The expo has taken place in the county each year for the last 11 years. This year's expo took place earlier this month at the Alameda County Fairgrounds in Pleasanton.
Kiswani said today's meeting was going as expected with a number of diverse opinions. She said some people were trying to make people the priority of the expo while others were focused on other interests.
Kiswani said some people on the task force stand to benefit financially from the expo.
Grades in the report card were based on observations made by members of the Stop Urban Shield Coalition who attended this year's expo and who graded it in five areas including police militarization; racism, xenophobia and culture; surveillance; financial interests and de-escalation.
Each area was graded on a scale from A to F, where A is the best grade and F the worst.
Coalition members gave the expo F grades in the areas of police militarization; racism, xenophobia and culture and surveillance and D grades in the categories of financial interests and de-escalation.
Alameda County sheriff's spokesman Sgt. Ray Kelly disagreed with the grades. He said the report card is not an objective look at the expo, which he described as a preparedness exercise rather than a SWAT training and weapons expo as the coalition did.

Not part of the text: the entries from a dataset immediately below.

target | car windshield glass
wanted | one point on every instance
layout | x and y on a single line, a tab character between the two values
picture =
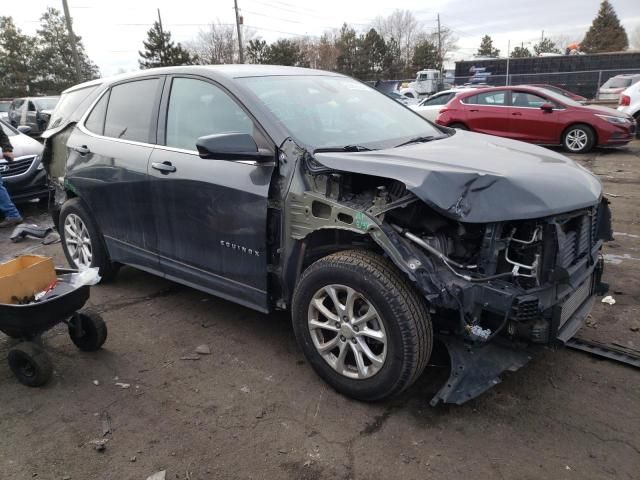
617	82
8	130
327	111
46	103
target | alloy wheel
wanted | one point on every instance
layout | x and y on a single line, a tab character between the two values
576	139
78	241
347	331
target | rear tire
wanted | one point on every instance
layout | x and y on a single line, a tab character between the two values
578	139
87	330
82	242
30	364
384	354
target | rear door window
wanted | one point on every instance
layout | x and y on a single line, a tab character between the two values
95	120
130	110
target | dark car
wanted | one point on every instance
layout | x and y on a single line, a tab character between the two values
24	177
287	188
538	116
33	112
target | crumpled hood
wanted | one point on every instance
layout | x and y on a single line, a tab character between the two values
479	178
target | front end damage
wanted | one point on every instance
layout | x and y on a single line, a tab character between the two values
497	290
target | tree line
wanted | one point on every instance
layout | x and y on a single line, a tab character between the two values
40	64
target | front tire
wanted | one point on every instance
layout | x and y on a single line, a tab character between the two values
82	242
578	139
361	325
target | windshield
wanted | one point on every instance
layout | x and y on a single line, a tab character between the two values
8	130
617	82
46	103
326	111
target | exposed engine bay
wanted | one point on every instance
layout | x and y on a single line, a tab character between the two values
510	284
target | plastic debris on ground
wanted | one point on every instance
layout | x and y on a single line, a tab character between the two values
609	300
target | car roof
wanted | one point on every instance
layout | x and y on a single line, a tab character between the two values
229	71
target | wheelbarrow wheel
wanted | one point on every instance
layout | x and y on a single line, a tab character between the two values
87	330
30	364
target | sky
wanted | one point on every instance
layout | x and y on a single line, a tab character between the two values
113	30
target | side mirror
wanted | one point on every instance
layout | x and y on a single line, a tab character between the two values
231	146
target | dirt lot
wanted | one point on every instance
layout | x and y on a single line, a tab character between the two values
254	409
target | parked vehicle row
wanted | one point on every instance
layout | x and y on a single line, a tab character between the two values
24	177
33	112
538	115
288	188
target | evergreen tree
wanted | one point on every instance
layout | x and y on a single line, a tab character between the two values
161	51
520	52
486	48
347	44
16	54
256	51
425	55
606	33
283	52
546	45
53	68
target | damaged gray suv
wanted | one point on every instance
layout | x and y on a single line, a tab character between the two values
287	188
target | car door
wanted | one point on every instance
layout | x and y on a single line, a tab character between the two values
211	215
488	112
430	108
107	168
531	123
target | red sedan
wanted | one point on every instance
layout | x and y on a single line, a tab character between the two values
539	116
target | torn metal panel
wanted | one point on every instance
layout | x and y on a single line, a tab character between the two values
514	181
477	368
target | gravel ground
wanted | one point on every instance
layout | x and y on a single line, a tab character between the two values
254	409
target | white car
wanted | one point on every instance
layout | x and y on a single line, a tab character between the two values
630	101
430	107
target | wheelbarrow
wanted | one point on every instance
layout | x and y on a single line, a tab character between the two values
28	360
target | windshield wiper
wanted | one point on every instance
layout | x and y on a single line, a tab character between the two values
346	148
420	140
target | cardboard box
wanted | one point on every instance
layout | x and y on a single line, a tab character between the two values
25	276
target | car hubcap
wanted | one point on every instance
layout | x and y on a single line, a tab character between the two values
347	331
576	139
77	240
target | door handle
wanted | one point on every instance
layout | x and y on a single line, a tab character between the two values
82	149
165	167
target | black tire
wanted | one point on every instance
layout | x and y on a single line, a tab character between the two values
578	138
87	330
99	255
402	311
30	364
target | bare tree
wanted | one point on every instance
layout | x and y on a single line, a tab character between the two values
402	26
635	39
218	43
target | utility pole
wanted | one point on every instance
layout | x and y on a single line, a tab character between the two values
72	41
161	39
440	59
238	23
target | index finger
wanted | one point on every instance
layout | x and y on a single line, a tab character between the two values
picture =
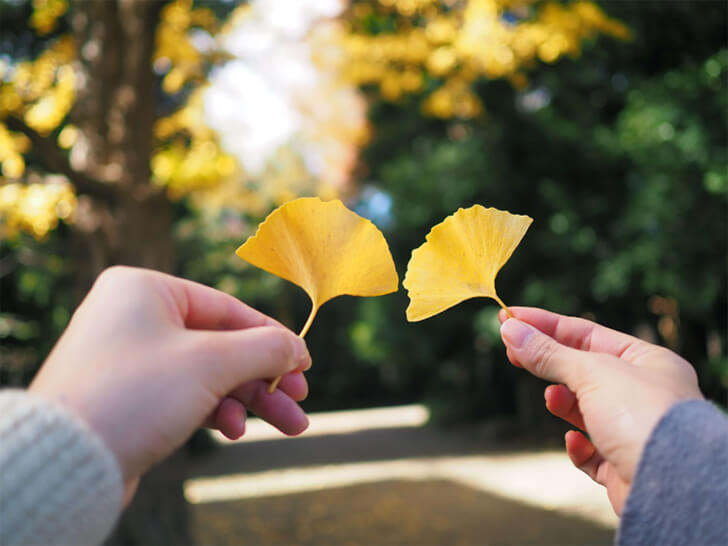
201	307
579	333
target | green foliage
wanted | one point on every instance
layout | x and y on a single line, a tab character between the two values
619	155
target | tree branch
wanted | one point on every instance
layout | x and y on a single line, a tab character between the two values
54	160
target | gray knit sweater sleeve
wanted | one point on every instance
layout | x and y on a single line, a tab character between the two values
59	484
680	491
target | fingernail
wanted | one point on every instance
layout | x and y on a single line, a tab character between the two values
516	333
303	359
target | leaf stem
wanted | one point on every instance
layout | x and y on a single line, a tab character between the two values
504	306
304	331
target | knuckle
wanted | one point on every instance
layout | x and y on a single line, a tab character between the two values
544	354
278	344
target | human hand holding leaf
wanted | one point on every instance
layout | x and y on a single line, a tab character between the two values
460	259
324	248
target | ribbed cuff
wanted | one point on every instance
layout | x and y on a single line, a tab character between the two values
59	483
679	493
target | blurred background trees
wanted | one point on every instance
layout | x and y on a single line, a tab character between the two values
160	133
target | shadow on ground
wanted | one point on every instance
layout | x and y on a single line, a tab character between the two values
392	512
430	512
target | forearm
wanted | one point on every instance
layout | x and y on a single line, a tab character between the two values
59	484
680	491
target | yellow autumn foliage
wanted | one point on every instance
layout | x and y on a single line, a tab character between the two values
460	42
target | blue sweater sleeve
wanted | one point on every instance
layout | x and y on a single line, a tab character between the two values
680	491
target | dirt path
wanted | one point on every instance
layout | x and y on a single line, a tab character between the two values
391	511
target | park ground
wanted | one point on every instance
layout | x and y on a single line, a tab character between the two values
383	476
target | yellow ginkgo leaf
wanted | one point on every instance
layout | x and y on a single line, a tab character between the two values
461	258
324	248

"We are offended," Kelly said of the grade of F for the category of racism, xenophobia and culture.
Coalition members based that grade in part on a highly stereotyped image of a mentally ill person in a hospital scenario and the expo's program and trainings which coalition members said were "structured around a 'nexus
to terrorism' mandated by the federal government, which contribute to an anti-Arab and Islamophobic sentiment."
Kiswani is also the executive director of the San Francisco-based Arab Resource & Organizing Center, an organization that aims to empower the Bay Area's Arab community.
Kelly said underlying everything at the expo is preparedness for natural and manmade disasters and terrorism.
According to Kelly, 11 years ago the world did not experience vehicle-born attacks like that in Barcelona, Spain.
"All that's changed now," he said.
Police have had to respond to the changes by adopting new technology, which is meant to save lives, according to Kelly. Police used to carry a revolver but technology changed and police were being outgunned.
The technology police are using today has saved lives, Kelly said.
Kelly gave Urban Shield credit for the response and subsequent capture of the suspects in the Boston Marathon bombing.
"There is no other first-responder exercise like it in the world," Kelly said.
The task force is being asked to deliver a final report to the Alameda County Board of Supervisors this month.